OUT OF THE MISTS OF THE PAST, ghost ships reemerge . . . drifting hulks of memory . . . pieces that resemble other pieces . . . they can be disassembled and reassembled in different forms . . . the constellation of crimes can be varied ad infinitum.
“. . . WHEN WE KILLED Piero Castellani, a.k.a. the Slobberer, we went there to kill him and his wife was there, too, so we had to kill her, too . . . so now I say, gosh darn it, there are times when you’re forced to kill people who have nothing to do with it, like the girl, because it’s not like I’m a lunatic, or a serial killer, for that matter, I know she was innocent, I had to kill her because there was nothing I could do about it . . .”
22
THAT MORNING I’d made some sandwiches.
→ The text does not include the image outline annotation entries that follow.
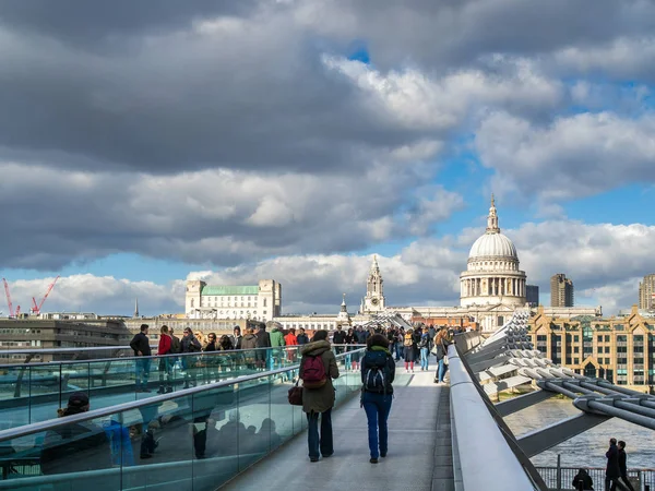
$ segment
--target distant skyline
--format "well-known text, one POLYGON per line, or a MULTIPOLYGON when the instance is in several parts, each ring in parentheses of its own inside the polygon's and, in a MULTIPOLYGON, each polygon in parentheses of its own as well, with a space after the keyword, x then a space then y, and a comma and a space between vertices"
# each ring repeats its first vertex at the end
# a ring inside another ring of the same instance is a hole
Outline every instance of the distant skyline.
POLYGON ((491 192, 543 304, 655 273, 655 4, 157 2, 0 5, 23 311, 59 274, 46 311, 181 312, 202 276, 337 312, 373 253, 390 306, 457 304, 491 192))

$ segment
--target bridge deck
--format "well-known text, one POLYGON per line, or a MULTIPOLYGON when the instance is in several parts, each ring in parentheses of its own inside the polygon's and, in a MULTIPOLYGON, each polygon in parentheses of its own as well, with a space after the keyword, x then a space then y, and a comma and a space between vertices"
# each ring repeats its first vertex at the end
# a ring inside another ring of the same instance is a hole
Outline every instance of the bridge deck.
MULTIPOLYGON (((404 372, 401 364, 397 370, 404 372)), ((319 486, 343 491, 354 483, 357 489, 376 491, 454 489, 450 424, 443 424, 450 419, 448 387, 433 384, 433 367, 429 372, 419 369, 408 383, 395 385, 389 455, 379 464, 369 463, 366 415, 354 397, 334 411, 332 457, 310 463, 306 431, 221 489, 306 491, 319 486)))

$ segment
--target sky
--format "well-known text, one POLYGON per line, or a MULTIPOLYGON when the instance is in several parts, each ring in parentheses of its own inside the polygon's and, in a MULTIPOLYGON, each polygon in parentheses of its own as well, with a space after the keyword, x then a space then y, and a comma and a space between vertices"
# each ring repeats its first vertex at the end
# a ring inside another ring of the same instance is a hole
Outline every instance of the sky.
MULTIPOLYGON (((4 0, 0 275, 25 311, 458 303, 489 196, 549 303, 655 273, 650 0, 4 0), (153 5, 156 4, 156 8, 153 5)), ((0 302, 7 314, 7 306, 0 302)))

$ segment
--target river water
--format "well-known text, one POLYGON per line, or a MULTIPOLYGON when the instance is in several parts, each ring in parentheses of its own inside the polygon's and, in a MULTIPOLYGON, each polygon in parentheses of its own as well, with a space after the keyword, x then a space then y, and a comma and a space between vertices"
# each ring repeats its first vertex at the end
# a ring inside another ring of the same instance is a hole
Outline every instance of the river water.
MULTIPOLYGON (((504 418, 517 438, 533 430, 579 415, 570 399, 551 398, 504 418)), ((609 439, 626 442, 629 468, 655 468, 655 432, 621 419, 611 418, 584 433, 532 458, 536 466, 605 467, 609 439)))

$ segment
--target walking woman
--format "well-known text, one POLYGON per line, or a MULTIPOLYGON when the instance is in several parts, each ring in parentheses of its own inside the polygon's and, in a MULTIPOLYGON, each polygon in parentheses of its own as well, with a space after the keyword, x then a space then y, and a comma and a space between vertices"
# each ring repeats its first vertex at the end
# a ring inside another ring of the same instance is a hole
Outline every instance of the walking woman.
POLYGON ((409 373, 409 370, 414 373, 414 351, 416 350, 414 346, 414 331, 407 330, 403 346, 405 347, 405 373, 409 373))
POLYGON ((393 399, 395 362, 383 334, 373 334, 366 345, 361 360, 361 406, 368 420, 370 463, 378 464, 378 457, 386 457, 389 450, 386 420, 393 399))
MULTIPOLYGON (((159 331, 159 345, 157 346, 157 355, 170 355, 171 338, 168 335, 168 326, 163 325, 159 331)), ((172 358, 159 358, 159 390, 157 394, 172 392, 172 358)))
POLYGON ((437 373, 434 373, 434 383, 443 383, 445 376, 445 357, 448 356, 448 332, 440 330, 434 336, 434 355, 437 356, 437 373))
POLYGON ((330 457, 334 453, 332 408, 335 394, 332 379, 338 379, 338 367, 327 340, 327 331, 317 331, 311 343, 300 348, 300 355, 302 359, 299 376, 303 382, 302 410, 307 412, 309 460, 319 462, 319 455, 330 457), (322 363, 322 367, 318 363, 322 363), (314 380, 317 378, 320 380, 314 380), (313 388, 310 388, 310 385, 313 388), (321 417, 320 435, 319 416, 321 417))

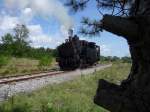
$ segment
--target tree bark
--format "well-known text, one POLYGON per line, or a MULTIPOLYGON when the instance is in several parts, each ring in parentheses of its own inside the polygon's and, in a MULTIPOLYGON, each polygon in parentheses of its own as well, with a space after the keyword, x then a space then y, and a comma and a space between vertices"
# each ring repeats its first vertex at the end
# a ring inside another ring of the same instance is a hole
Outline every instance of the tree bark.
POLYGON ((132 67, 120 85, 99 80, 94 102, 111 112, 150 112, 150 17, 104 16, 102 26, 123 36, 130 47, 132 67))

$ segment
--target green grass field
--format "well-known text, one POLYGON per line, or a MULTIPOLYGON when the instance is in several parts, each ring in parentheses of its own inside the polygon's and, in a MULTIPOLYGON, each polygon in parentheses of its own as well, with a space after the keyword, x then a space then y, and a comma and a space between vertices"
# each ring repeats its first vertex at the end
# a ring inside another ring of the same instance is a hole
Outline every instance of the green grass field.
POLYGON ((107 112, 93 103, 98 79, 120 83, 130 67, 130 64, 117 63, 89 76, 13 96, 0 105, 0 112, 107 112))
POLYGON ((52 60, 51 65, 41 65, 40 60, 9 57, 7 59, 7 63, 0 67, 0 77, 32 74, 35 72, 46 71, 54 68, 54 64, 54 59, 52 60))

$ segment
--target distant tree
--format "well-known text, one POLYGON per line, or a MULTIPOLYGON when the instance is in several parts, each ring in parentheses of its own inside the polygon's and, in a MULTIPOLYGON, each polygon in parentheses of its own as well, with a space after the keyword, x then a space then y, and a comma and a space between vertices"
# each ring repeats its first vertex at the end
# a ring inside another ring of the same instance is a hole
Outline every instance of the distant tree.
POLYGON ((14 37, 10 34, 7 33, 6 35, 2 36, 2 43, 3 44, 13 44, 14 42, 14 37))
POLYGON ((121 60, 124 63, 131 63, 132 62, 131 57, 128 57, 128 56, 122 57, 121 60))
POLYGON ((25 25, 17 25, 14 28, 14 39, 17 43, 22 44, 22 45, 27 45, 29 41, 27 40, 29 37, 29 30, 25 25))
POLYGON ((14 56, 26 56, 26 48, 29 45, 28 37, 29 37, 29 30, 25 25, 17 25, 14 28, 14 56))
I’m reminded of a rape in which I’d made sandwiches. Maybe the first rape I’d committed in my life. And I remember that that time, too, I’d made some sandwiches. We’d gone to a villa over near the Castelli Romani, taking a director’s daughter with us, and I remember this detail of the sandwiches. But this time, no one was eating. It was awkward. So I went into the kitchen, I opened my bag, and I pulled out the duct tape and the surgical tubing. Then the handcuffs. I called Antonella, “Could you come in here for a minute? I have something I want to tell you.” Then I told her to lie down, I had to search her, and not to make a lot of noise or she’d scare Valentina. I had the gun in my hand. I got her to lie down on the ground and then I told Palaia to handcuff her. He put them on. “Now gag her.” That is, duct tape over her mouth. She seemed dead already. In the meantime, the girl was in the other room. With duct tape over her mouth, Antonella was helpless. Luca was pale and shaking. I shove him aside and put a bag over the woman’s head and strangle her. How did I do it? I sit on top of her. She starts struggling. Just as I start to feel better, she starts struggling. I don’t know how long it took her to die. At first I wasn’t planning to kill her, I just wanted to knock her out. But with the bag over head, she was definitely going to die. All I wanted was to make sure that she didn’t struggle too much, because it had become clear that I couldn’t count on Luca, he was a wreck. I tell him to calm down, I help him to sit down
. The girl in the other room was relaxed. We hadn’t made any noise, and it only took a few minutes. What did I feel after strangling the woman? I felt joy. I had rid myself of a burden. In life, you have problems sometimes, even major ones, that get taken care of all at once. It was as if I’d cleaned off the filth and grime of thirty years in prison. Then I thought: I need to take care of the girl, and I went to where she was. But first I needed to calm down Luca. If he sees the girl being killed, he might raise objections. I guarantee him that I won’t do anything to her. “Stay calm and don’t move.” I tell her that there’s been a change in plans and that I’m going to have to wrap her up. I have to take her away without anyone seeing. I don’t know if she fell for it, but she had a gun trained on her, what was she supposed to do? So I put the handcuffs on her. You found her nude because at first my plan had been to strip them both naked and stick them nude in the plastic bags, get them to the grave, and then bury them after taking off the bags, so that the bodies would decompose quickly. With clothes on, it takes longer, and they can always be identified. But I’d already messed up the plan with her mother. I had Valentina sit on the sofa, I put handcuffs on her wrists and then duct tape to keep her from screaming. I put on plenty, maybe three or four pieces, I put tape over her eyes, too. Then I stripped her, but since she was already wearing handcuffs, I couldn’t get the sweater off her entirely. I took off all the rest of her clothes, I bound her legs, I put the bag over her head, and I sealed it around her neck with the surgical tubing. Then I turned away. And she suffocated to death. I had wrapped duct tape around the bag, too. How much air can there be in a bag? The girl didn’t struggle, tied up as she was, hands and feet and gagged, with a bag over her head. She didn’t struggle like her mother. I turned away because it bothered me. And I drank a Coca-Cola.